Approved by Congress as far back as 1998, the Savannah River Site’s Mixed Oxide Fuel (MOX) Fabrication Facility is designed to turn weapons-grade plutonium into power plant reactor fuel. Moscow and Washington signed a deal in 2000 under which each country would dispose of 34 tons of plutonium.
Since then, everything has gone wrong for the MOX deal. The project’s cost was initially estimated at $1.7 billion, but by 2013 it had risen to $7.7. In addition, approximately $5 billion, three times the original estimate, has already been spent since construction began in 2007. South Carolina Senator Lindsey Graham and contractors working on the project say it is currently 70 percent complete.

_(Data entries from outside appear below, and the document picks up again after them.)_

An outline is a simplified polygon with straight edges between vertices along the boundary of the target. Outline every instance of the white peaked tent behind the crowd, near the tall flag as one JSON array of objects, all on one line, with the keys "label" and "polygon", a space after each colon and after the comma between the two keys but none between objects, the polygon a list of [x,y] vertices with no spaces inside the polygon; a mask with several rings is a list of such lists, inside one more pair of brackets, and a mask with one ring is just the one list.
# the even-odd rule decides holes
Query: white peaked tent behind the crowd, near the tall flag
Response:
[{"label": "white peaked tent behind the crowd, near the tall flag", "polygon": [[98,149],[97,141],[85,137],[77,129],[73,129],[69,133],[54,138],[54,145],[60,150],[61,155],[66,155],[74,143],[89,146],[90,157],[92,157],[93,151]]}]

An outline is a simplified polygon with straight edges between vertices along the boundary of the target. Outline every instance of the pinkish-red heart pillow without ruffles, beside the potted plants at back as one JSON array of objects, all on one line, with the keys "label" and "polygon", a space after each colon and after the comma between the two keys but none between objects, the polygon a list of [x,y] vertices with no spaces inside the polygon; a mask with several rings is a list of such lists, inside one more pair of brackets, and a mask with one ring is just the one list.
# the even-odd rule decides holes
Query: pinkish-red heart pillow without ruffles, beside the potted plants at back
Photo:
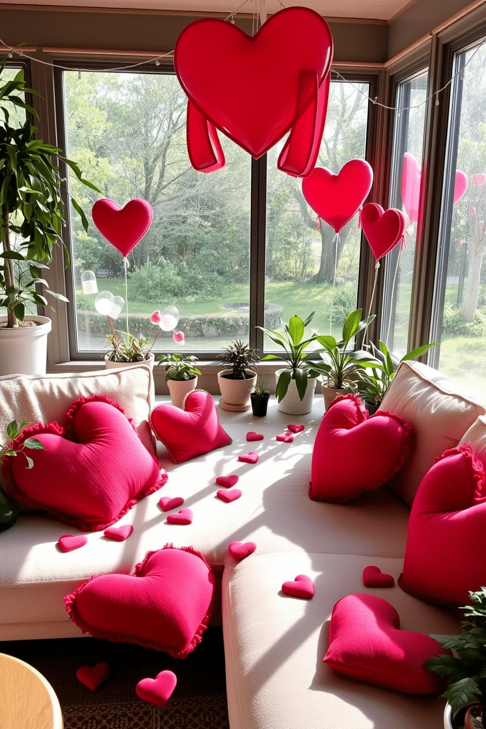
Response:
[{"label": "pinkish-red heart pillow without ruffles, beside the potted plants at back", "polygon": [[205,390],[194,390],[184,399],[184,410],[159,405],[149,418],[152,430],[162,441],[174,463],[209,453],[232,443],[219,424],[213,398]]}]

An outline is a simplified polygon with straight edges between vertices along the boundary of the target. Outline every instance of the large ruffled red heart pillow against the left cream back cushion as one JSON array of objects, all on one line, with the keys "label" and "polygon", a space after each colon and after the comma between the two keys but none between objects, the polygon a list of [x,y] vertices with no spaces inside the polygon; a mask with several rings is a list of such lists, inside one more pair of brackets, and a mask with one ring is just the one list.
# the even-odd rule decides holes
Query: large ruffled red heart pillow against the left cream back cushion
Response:
[{"label": "large ruffled red heart pillow against the left cream back cushion", "polygon": [[12,447],[32,435],[44,450],[26,449],[34,460],[31,469],[24,459],[5,459],[7,491],[24,507],[83,531],[106,529],[167,480],[122,408],[104,395],[80,397],[64,428],[28,427]]}]

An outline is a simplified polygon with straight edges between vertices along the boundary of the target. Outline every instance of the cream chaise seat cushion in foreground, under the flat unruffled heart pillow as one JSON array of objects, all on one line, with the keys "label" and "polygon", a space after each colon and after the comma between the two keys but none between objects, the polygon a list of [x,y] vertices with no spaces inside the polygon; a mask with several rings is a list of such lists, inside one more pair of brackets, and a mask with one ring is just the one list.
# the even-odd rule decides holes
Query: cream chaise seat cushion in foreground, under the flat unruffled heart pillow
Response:
[{"label": "cream chaise seat cushion in foreground, under the flat unruffled heart pillow", "polygon": [[[337,674],[322,659],[332,607],[350,593],[372,593],[399,613],[401,628],[458,633],[446,609],[420,602],[395,585],[364,588],[365,566],[396,578],[399,559],[328,554],[253,555],[228,562],[223,575],[223,631],[232,729],[423,729],[442,726],[444,698],[416,697]],[[311,600],[285,596],[281,585],[307,574]]]}]

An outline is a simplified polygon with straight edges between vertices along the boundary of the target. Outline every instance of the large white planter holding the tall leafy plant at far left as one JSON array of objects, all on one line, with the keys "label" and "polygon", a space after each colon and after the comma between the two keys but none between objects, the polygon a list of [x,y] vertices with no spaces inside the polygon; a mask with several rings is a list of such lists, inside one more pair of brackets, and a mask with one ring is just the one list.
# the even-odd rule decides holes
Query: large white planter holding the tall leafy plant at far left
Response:
[{"label": "large white planter holding the tall leafy plant at far left", "polygon": [[[0,316],[0,322],[7,316]],[[45,375],[47,335],[52,321],[47,316],[26,316],[35,327],[0,328],[0,375]]]}]

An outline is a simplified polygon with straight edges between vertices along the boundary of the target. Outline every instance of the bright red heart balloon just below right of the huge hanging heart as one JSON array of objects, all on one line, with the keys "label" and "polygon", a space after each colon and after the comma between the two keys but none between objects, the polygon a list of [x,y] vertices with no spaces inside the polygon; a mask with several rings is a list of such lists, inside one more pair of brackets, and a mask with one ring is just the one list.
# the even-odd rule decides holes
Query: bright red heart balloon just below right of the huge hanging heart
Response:
[{"label": "bright red heart balloon just below right of the huge hanging heart", "polygon": [[365,160],[349,160],[337,175],[325,167],[315,167],[302,180],[302,193],[318,216],[339,233],[361,208],[372,183],[371,165]]}]

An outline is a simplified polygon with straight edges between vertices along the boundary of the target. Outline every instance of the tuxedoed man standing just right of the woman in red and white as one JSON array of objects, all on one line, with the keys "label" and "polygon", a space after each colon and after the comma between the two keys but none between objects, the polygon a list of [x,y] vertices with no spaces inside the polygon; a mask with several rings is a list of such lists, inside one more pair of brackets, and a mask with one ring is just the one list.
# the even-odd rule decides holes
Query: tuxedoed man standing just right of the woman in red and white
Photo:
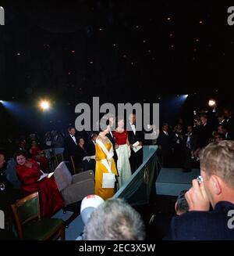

However, the MOX facility was never favored by the Obama administration. When the US president came to power, he ordered the closure of the proposed facility to make way for an alternative plant in New Mexico, which would use a cheaper processing method known as dilution and disposal. The DOE also maintains that the MOX site in South Carolina is only 40 percent complete and would cost $1 billion a year to operate.
‘Not what we agreed on,’ says Putin
While South Carolina squeezes from one side, Washington is also facing mounting pressure from Russia on the other.[…]
For Russia, however, the use of a cheaper processing method constitutes a breach of contract because it carries a potential for reversal, as explained by the Russian president.

“With the dilution and disposal method, the nuclear fuel retains its breakout potential, so it can be extracted, processed and weaponized again. That is not what we agreed on,” said Putin, who personally oversaw the signing of the original deal during his first term as Russian president.Rosatom, the state-owned Russian nuclear holding, says the MOX deal with the US clearly says that the repossession of plutonium must be done in a reactor.

“The only way to irreversibly turn plutonium into a material not usable in a nuclear weapon is by changing its isotope composition. Any chemical method is reversible,” Rosatom spokesman Vladimir Troyanov told RT.

“Russian experts consider the American proposal not in line with the goal of the deal because under it the process must be irreversible. Moreover, the deal wording included ‘resulting from a reactor transformation.’”

Russia has gone to great lengths to uphold its end of the bargain, including by building an MOX fuel facility in the city of Zheleznogorsk in eastern Siberia. It has also invested in BN-600 and BN-800 fast neutron reactors, which will use MOX fuel made of weapons-grade plutonium and ensure it is unusable for nuclear weapons.